After being in the news for all the right reasons recently — from donating to blockchain studies at universities and making key banking partnerships — Ripple and its XRP token are suddenly under fire by Wall Street bank JP Morgan.
The bank, whose CEO once famously slated Bitcoin, has seemingly changed its tact with the announcement of its own stable cryptocurrency, the JPM Coin. This new cryptocurrency has been used in just one trial transaction, but many are already hailing it as a game changer for digital assets.
JP Morgan Chase’s plans for its clients to use JPM Coin in cross-border payments is a direct threat to one of the most regulated and in-line blockchain companies: Ripple and their XRP token.
A slap in the face
There has been ongoing rumblings about dissatisfaction with the current method of international payments, SWIFT. For this reason, Ripple has been taking aim at replacing the outdated system. However, it seems like they are not the only ones with JP Morgan now coming to the fire with their own version.

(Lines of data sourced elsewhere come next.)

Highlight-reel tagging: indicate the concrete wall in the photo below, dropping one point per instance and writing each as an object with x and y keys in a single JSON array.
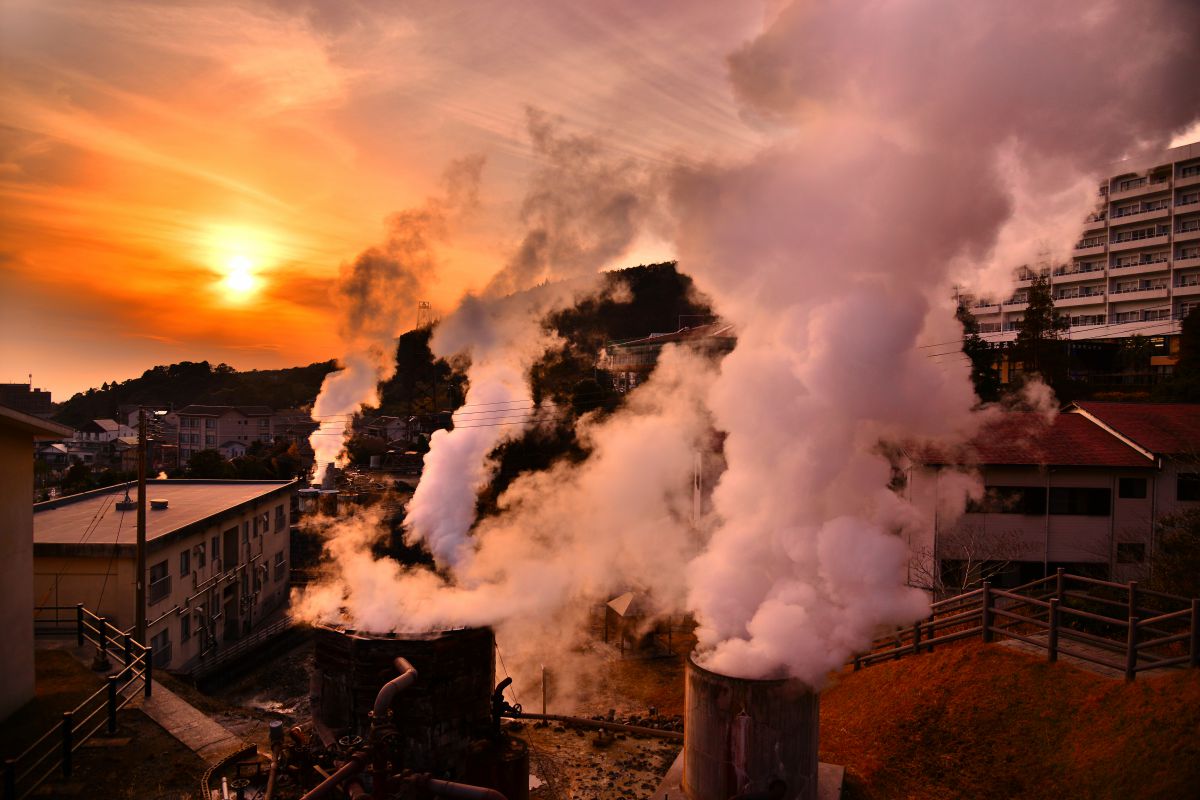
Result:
[{"x": 16, "y": 570}]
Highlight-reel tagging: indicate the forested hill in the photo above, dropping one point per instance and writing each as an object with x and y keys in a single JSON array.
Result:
[
  {"x": 659, "y": 299},
  {"x": 191, "y": 382}
]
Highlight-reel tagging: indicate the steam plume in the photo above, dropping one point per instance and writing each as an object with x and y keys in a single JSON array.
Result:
[
  {"x": 921, "y": 142},
  {"x": 376, "y": 294}
]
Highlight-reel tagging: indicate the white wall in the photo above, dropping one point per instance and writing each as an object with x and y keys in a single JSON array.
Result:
[{"x": 16, "y": 570}]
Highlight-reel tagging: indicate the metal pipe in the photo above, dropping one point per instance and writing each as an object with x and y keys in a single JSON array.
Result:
[
  {"x": 387, "y": 695},
  {"x": 600, "y": 723},
  {"x": 353, "y": 767}
]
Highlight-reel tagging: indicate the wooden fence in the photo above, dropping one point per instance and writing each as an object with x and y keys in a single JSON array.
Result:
[
  {"x": 53, "y": 751},
  {"x": 1117, "y": 625}
]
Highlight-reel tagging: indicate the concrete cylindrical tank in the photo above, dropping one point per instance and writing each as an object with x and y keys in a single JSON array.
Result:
[{"x": 743, "y": 734}]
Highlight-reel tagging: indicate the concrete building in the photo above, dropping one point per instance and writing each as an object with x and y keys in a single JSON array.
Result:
[
  {"x": 1083, "y": 492},
  {"x": 228, "y": 428},
  {"x": 217, "y": 555},
  {"x": 1135, "y": 268},
  {"x": 630, "y": 362},
  {"x": 18, "y": 431}
]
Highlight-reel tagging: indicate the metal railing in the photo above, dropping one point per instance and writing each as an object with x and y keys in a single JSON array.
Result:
[
  {"x": 53, "y": 751},
  {"x": 1122, "y": 626}
]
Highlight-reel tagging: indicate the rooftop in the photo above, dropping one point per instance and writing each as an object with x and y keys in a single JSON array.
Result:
[
  {"x": 93, "y": 518},
  {"x": 1027, "y": 439},
  {"x": 1163, "y": 428}
]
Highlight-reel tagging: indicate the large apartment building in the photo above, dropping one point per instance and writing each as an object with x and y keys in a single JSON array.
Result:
[{"x": 1135, "y": 269}]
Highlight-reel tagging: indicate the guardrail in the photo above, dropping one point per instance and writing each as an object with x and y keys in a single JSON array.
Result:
[
  {"x": 54, "y": 749},
  {"x": 1062, "y": 613}
]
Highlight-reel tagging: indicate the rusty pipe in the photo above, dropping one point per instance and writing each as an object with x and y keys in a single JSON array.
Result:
[
  {"x": 451, "y": 789},
  {"x": 387, "y": 695},
  {"x": 353, "y": 767}
]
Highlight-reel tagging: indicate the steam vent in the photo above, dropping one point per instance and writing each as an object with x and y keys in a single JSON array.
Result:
[
  {"x": 437, "y": 717},
  {"x": 744, "y": 734}
]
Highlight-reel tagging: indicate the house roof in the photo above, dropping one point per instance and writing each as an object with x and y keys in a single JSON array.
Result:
[
  {"x": 1026, "y": 439},
  {"x": 221, "y": 410},
  {"x": 1163, "y": 428},
  {"x": 25, "y": 423},
  {"x": 93, "y": 519}
]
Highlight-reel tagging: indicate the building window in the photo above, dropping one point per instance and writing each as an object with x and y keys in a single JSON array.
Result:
[
  {"x": 160, "y": 582},
  {"x": 1131, "y": 552},
  {"x": 1011, "y": 499},
  {"x": 1187, "y": 486},
  {"x": 1081, "y": 501},
  {"x": 1132, "y": 488}
]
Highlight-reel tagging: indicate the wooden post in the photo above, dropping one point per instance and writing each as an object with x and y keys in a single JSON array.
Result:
[
  {"x": 1053, "y": 639},
  {"x": 112, "y": 703},
  {"x": 10, "y": 779},
  {"x": 1194, "y": 643},
  {"x": 1132, "y": 650},
  {"x": 67, "y": 745},
  {"x": 985, "y": 612}
]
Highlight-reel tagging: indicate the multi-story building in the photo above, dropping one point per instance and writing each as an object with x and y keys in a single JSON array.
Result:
[
  {"x": 1084, "y": 492},
  {"x": 217, "y": 555},
  {"x": 228, "y": 428},
  {"x": 1135, "y": 269}
]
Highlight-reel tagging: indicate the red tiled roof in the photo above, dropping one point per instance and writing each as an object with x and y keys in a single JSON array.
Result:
[
  {"x": 1020, "y": 438},
  {"x": 1163, "y": 428}
]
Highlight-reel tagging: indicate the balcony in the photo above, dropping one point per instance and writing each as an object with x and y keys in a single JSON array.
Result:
[
  {"x": 1079, "y": 300},
  {"x": 1138, "y": 293},
  {"x": 1140, "y": 268},
  {"x": 1131, "y": 244},
  {"x": 1140, "y": 216},
  {"x": 1144, "y": 187}
]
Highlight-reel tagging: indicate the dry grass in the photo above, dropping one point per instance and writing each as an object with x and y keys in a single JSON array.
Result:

Ripple has been working hard, but at their core, they are a startup that is now in competition with a major Wall Street bank which has a lot of sway and brand recognition in the financial sector.
“This is a huge slap in the face for Ripple,’’ said Tom Shaughnessy, principal at Delphi Digital, a crypto research boutique in New York. “Ripple’s target market is cross-border payments and remittances and now JPMorgan’s effort is a direct threat.’’
With that being said, Ripple and its CEO Brad Garlinghouse, as well as the price of the XRIP token, have barely taken note of this big announcement.
The price of the XRP token has remained quite steady since the announcement, trading sideways for most of the week. Additionally, Garlinghouse tweeted after the news broke:
As predicted, banks are changing their tune on crypto,” Garlinghouse wrote in a Tweet. “But this JPM project misses the point – introducing a closed network today is like launching AOL after Netscape’s IPO. 2 years later, and bank coins still aren’t the answer.”